With less than 2 days nearing the Budget the government of India presented the Economic survey of 2018 ahead of the bid day.
What were the key take ways? What budget allocation was made? Which were the key takeaways of the Survey? We take a look at the same –
The Economic survey highlights that there has been a rise in the number of direct and indirect tax payers and subsequently it leads to the contribution of the states and the civic agencies to remain low as compared to the other nation states.It also reveals the state of investment patterns which is more important than the increasing amount of savings.
What is the Economic Survey?
It is the annual publication of the Finance Ministry which is presented in both the Houses of the Parliament at the time of the Budget Session.It is like a review of the country’s developments in the economy over the last year.In short it is a summary of the major developmental program mes undertaken by the Government during the previous year.

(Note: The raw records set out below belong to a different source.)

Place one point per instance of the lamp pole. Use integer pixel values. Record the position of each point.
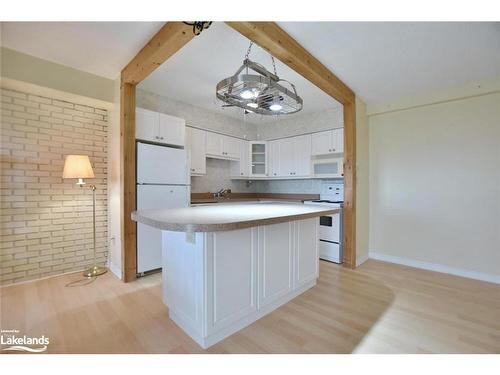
(95, 270)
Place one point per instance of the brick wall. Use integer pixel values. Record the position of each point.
(46, 222)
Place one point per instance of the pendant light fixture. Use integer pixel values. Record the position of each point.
(260, 93)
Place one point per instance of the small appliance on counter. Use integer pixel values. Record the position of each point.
(330, 227)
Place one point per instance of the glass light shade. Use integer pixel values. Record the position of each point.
(275, 107)
(77, 166)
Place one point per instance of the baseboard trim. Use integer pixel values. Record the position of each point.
(361, 260)
(436, 267)
(117, 271)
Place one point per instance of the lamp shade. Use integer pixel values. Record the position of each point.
(77, 166)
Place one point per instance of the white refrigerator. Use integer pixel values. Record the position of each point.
(162, 182)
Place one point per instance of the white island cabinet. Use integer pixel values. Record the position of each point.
(226, 266)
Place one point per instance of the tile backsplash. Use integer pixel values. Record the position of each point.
(217, 177)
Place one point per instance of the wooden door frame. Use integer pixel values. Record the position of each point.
(268, 35)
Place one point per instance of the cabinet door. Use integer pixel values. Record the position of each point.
(302, 156)
(286, 157)
(274, 158)
(258, 159)
(197, 147)
(244, 159)
(338, 140)
(230, 147)
(172, 130)
(147, 125)
(321, 143)
(214, 144)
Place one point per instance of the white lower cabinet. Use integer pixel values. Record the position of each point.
(196, 145)
(231, 280)
(275, 262)
(306, 247)
(218, 283)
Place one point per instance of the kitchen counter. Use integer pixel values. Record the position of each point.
(202, 198)
(230, 264)
(225, 217)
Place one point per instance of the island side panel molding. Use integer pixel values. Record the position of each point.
(276, 265)
(213, 281)
(183, 261)
(306, 251)
(231, 269)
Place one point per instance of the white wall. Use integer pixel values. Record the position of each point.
(114, 186)
(362, 183)
(435, 186)
(302, 123)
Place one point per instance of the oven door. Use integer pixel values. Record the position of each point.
(329, 228)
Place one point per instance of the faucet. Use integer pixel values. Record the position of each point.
(222, 193)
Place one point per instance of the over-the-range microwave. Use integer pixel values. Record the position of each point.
(328, 166)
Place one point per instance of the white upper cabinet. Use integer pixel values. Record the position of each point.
(147, 126)
(302, 155)
(240, 168)
(286, 158)
(214, 144)
(231, 147)
(290, 157)
(258, 159)
(172, 130)
(274, 158)
(196, 144)
(159, 128)
(222, 146)
(328, 142)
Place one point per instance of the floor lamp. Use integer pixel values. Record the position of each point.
(78, 166)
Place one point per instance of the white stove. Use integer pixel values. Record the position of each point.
(330, 227)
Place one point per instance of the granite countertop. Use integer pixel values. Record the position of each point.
(223, 217)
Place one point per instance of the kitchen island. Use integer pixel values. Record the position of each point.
(226, 266)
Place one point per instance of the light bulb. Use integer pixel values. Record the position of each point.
(249, 93)
(275, 107)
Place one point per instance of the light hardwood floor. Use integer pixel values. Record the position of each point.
(377, 308)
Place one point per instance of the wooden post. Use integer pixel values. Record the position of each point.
(128, 202)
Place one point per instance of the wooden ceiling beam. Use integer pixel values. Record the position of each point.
(278, 43)
(167, 41)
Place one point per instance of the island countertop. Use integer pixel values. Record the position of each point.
(214, 218)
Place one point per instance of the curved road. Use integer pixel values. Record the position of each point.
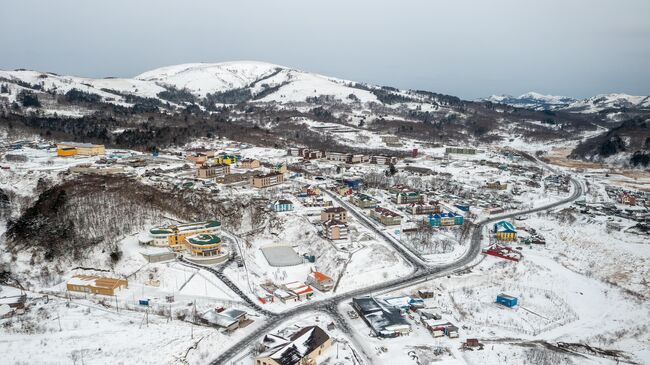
(422, 274)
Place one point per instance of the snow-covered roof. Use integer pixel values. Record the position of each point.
(303, 342)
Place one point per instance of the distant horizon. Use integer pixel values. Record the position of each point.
(471, 49)
(322, 74)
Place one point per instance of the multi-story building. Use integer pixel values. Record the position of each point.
(460, 150)
(408, 197)
(334, 213)
(358, 159)
(363, 200)
(337, 156)
(270, 179)
(83, 149)
(496, 185)
(335, 229)
(445, 219)
(505, 231)
(385, 216)
(280, 167)
(211, 171)
(293, 151)
(249, 163)
(177, 236)
(421, 208)
(227, 159)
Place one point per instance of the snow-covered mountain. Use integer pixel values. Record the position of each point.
(286, 84)
(537, 101)
(259, 81)
(533, 100)
(610, 101)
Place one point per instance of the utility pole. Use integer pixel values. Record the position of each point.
(58, 317)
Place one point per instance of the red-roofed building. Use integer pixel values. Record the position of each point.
(320, 281)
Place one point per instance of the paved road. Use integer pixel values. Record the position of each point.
(421, 275)
(412, 257)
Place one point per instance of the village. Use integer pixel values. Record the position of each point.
(350, 221)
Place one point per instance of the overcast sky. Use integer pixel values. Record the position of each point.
(469, 48)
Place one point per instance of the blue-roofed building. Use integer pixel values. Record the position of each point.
(463, 207)
(445, 219)
(353, 184)
(282, 205)
(505, 231)
(506, 300)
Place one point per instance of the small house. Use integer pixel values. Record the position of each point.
(300, 290)
(385, 216)
(335, 229)
(505, 231)
(363, 201)
(445, 219)
(320, 281)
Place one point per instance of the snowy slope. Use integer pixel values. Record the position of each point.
(267, 82)
(610, 101)
(292, 85)
(63, 84)
(537, 101)
(533, 100)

We take a look at some of the new pointers-
Increase in registration of direct and indirect taxes-
GST has given a new perspective of Finance to the Indian economy and a whole new data system has emerged.Also,the good part is there has been a large amount of increase in voluntary registrations by the small scale enterprises which they want to avail themselves of the tax inputs.
Increase in the formal agricultural payroll-
India’s formal sector especially the non-farm payroll is much greater than what it is anticipated.Formality was initially defined in terms of social security and the Employee Provident Funds.The formal sector payroll was found out to be around 31 percent of the non-agricultural workers .
Data on the international and Inter-State trade-
Data on the international exports have been for the first time included in the Economic Survey.Such a type of survey indicate a strong performance and highlights the standard of living.The survey has also found out that states which export and are trading internationally are found to be richer and doing much better from the sales perspective.
India’s export structure is more egalitarian
India’s export structure is quite different as compared to other countries.They have a much smaller share of exports in comparison to other countries.
Around one percent of the Indian firms account for only 38 percent of the exports unlike that of the other countries.
Raising investment is more important than raising savings-
The survey highlights that there should be growth in investment rather than the savings and if either of it is followed then there will be automatically a growth in the investment patterns.
Climate change will adversely affect the crop yield-
Climate change will have its adverse impact on the subsequent crop yields.Extreme temperature and the deficiency in rainfall affects the crop yields tremendously.Many of such discrepancies have been captured on the agricultural map and the graphical changes are also there for everyone to see.